AWS Lambda Performance and Cold Starts
This article was written by Clay Smith, a Developer Advocate at New Relic. The original article is located here.
One of the most discussed components of serverless compute architecture is Function-as-a-Service (FaaS) products like Amazon Web Services Lambda. AWS Lambda and competitors like Google Cloud Functions or Microsoft Azure Functions are designed to let developers write scalable code without having to think about the details of the container, operating system, or infrastructure that actually runs the program.
While this offers a less complex (and potentially much less expensive) way to build systems, it presents a new challenge to operators and developers: How do you build fast and resilient functions when many traditional system and application metrics are either unavailable or no longer relevant?

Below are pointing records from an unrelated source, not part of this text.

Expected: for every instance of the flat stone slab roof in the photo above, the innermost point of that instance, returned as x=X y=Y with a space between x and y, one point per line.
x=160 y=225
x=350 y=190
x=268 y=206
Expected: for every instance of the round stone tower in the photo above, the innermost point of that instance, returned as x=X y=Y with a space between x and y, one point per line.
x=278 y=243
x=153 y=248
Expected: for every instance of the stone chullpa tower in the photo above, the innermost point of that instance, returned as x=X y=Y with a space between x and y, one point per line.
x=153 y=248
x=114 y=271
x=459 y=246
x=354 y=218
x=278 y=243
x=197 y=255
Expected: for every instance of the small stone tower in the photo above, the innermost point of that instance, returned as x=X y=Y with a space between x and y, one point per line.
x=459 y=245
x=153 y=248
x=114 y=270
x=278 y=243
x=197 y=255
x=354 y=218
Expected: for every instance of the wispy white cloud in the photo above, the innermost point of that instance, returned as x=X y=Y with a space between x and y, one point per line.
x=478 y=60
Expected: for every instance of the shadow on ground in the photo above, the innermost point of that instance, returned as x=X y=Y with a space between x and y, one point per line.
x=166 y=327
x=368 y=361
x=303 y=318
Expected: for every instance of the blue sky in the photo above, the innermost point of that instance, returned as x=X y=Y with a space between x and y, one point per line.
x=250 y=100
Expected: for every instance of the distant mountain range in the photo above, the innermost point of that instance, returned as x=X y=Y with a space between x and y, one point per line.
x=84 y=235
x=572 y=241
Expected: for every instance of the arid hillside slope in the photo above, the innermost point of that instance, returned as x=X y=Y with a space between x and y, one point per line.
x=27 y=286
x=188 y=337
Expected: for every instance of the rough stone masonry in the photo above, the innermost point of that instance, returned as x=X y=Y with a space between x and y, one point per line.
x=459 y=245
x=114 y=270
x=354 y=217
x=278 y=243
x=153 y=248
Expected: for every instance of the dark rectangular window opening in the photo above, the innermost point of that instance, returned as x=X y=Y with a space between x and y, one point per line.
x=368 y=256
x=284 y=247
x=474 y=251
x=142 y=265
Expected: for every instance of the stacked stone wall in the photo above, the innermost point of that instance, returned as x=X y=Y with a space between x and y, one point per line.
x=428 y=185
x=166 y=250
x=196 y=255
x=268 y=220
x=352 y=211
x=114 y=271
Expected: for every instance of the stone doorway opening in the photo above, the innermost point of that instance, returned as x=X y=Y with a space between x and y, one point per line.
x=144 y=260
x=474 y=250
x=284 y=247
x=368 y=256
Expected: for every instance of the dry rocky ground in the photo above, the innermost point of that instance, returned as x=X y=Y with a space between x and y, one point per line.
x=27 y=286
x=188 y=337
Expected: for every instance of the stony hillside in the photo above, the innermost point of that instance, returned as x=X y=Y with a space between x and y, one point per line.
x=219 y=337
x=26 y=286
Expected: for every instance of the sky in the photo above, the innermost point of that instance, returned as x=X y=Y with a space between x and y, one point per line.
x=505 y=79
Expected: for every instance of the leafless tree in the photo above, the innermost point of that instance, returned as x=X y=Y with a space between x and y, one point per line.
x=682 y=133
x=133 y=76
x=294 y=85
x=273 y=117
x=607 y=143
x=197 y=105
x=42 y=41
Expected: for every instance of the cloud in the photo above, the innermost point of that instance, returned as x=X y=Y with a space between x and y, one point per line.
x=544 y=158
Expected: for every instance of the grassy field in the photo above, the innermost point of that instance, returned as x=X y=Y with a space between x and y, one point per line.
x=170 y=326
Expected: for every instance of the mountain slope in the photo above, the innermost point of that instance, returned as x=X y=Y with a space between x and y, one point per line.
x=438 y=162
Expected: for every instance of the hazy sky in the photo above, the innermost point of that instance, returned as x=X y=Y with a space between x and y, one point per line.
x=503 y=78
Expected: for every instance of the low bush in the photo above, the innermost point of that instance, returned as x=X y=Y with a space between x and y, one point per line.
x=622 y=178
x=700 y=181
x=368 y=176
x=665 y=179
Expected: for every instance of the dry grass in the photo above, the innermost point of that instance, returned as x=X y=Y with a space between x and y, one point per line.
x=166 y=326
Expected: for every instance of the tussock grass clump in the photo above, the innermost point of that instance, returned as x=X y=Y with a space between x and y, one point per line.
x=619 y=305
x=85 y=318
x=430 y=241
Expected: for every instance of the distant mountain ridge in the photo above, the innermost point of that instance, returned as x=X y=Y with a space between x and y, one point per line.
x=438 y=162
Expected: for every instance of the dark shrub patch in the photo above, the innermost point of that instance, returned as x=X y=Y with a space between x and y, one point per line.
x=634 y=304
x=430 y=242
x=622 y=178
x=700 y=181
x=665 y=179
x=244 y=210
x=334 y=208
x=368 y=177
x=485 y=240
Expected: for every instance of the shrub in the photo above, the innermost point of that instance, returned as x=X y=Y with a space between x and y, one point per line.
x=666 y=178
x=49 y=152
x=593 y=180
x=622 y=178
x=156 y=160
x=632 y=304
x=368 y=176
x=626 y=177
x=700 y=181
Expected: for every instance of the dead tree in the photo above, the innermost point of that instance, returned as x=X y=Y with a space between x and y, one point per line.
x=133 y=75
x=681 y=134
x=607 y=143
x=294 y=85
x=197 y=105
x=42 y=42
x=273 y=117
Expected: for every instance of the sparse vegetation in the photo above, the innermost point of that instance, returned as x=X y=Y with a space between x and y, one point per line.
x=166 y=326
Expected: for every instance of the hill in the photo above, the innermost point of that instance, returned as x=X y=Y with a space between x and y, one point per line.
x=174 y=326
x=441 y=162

To help answer that question and make more informed performance decisions, let’s look at metrics from AWS Lambda functions that respond to external API requests. We’ll analyze function invocation time and HTTP request timing data for Lambda functions behind an API Gateway to understand the latencies of different components.
Observing Cold Start Time in the Real World
Cold start time refers to the increased invocation time that can occur when a Lambda function is invoked after not being used for a long enough period of time. Observing cold start time is relatively straightforward. In this example using data from New Relic Infrastructure’s AWS Lambda integration, we can see how long functions took to execute for four example functions created for this post:
In the chart above, the function in green executes faster than the others. It finishes in less than 100 milliseconds in most cases. (This threshold is important since, as of early 2017, AWS bills Lambda functions in 100-millisecond intervals.)
Functions will vary in their execution time, yet all of these functions are identical and run in the same region. The only difference is how often they are triggered from an external API request. Using New Relic Synthetics monitors, the green function (memInfo0) is invoked once a minute, while the other functions are invoked every 10, 30, and 60 minutes, respectively. We also can count the number of invocations (in order to safely remain in the AWS Lambda free tier):
In theory, because the green function is kept warm by Lambda’s internal scheduler so that it can more quickly respond to frequent requests, it should execute faster in response to its event trigger. While it’s nice to have a Lambda function execute slightly faster, does it actually matter in the real world when responding to an external API request?
End-to-End Request Visibility Using Synthetic Checks
To better understand how Lambda functions can respond to real-world requests (including network latency, TLS negotiation, and connection time), we’ve set up and collected data from Virginia-based synthetic check monitors invoking identical Lambda functions behind an API Gateway running in a West Coast AWS region.
This data provides a more detailed view of requests powered by Lambda functions than just looking at function invocation time. Surprisingly, the performance benefit we received from warming the green function had no significant impact on how quickly the external request completed and the warmed Lambda function sometimes responded more slowly than the cold Lambda functions did.
The data also reveals that the time needed to establish a secure TLS connection to the API gateway from across North America — more than 200 milliseconds in some cases — is more significant than the Lambda execution time itself.
Because these functions rarely operate in isolation, understanding the latencies of different components — including clients, network latency, gateways, and other service dependencies — is important to understanding what (and what not) to optimize.
Lambda Optimization: Good Questions to Ask
In our example, the benefit of keeping a simple Lambda function warm was overwhelmed by other considerations. However, this is not necessarily true for all Lambda functions. Here’s a checklist of questions to ask when analyzing performance:
- Is the function performing a CPU-intensive task or making many network requests? For CPU-heavy functions, how does boosting the memory setting affect invocation time (and does it save money)?
- How does overall Lambda function size affect invocation time? Can any heavyweight library dependencies be removed, and does that cut invocation time?
- What’s the performance impact of using different serverless frameworks? Does it make sense to change, update, or remove a framework for certain functions?
- Does function warming have any meaningful impact when compared to an identical cold function in the same region?
Don’t Think Servers; Still Think Performance
As many others have said: Serverless does not mean no servers. Instead, as noted in the AWS console, serverless is more a question of not having to think about servers. While a serverless approach can simplify some computing tasks, the need to collect, understand, and analyze performance data remains as important as ever.
Functions-as-a-Service products are still new, and as developers acquire better tools and get more familiar with designing, operating, and troubleshooting FaaS systems, we should get better at building more impressive serverless architectures and apps. Until then, looking at the data and asking hard questions is a good place to start.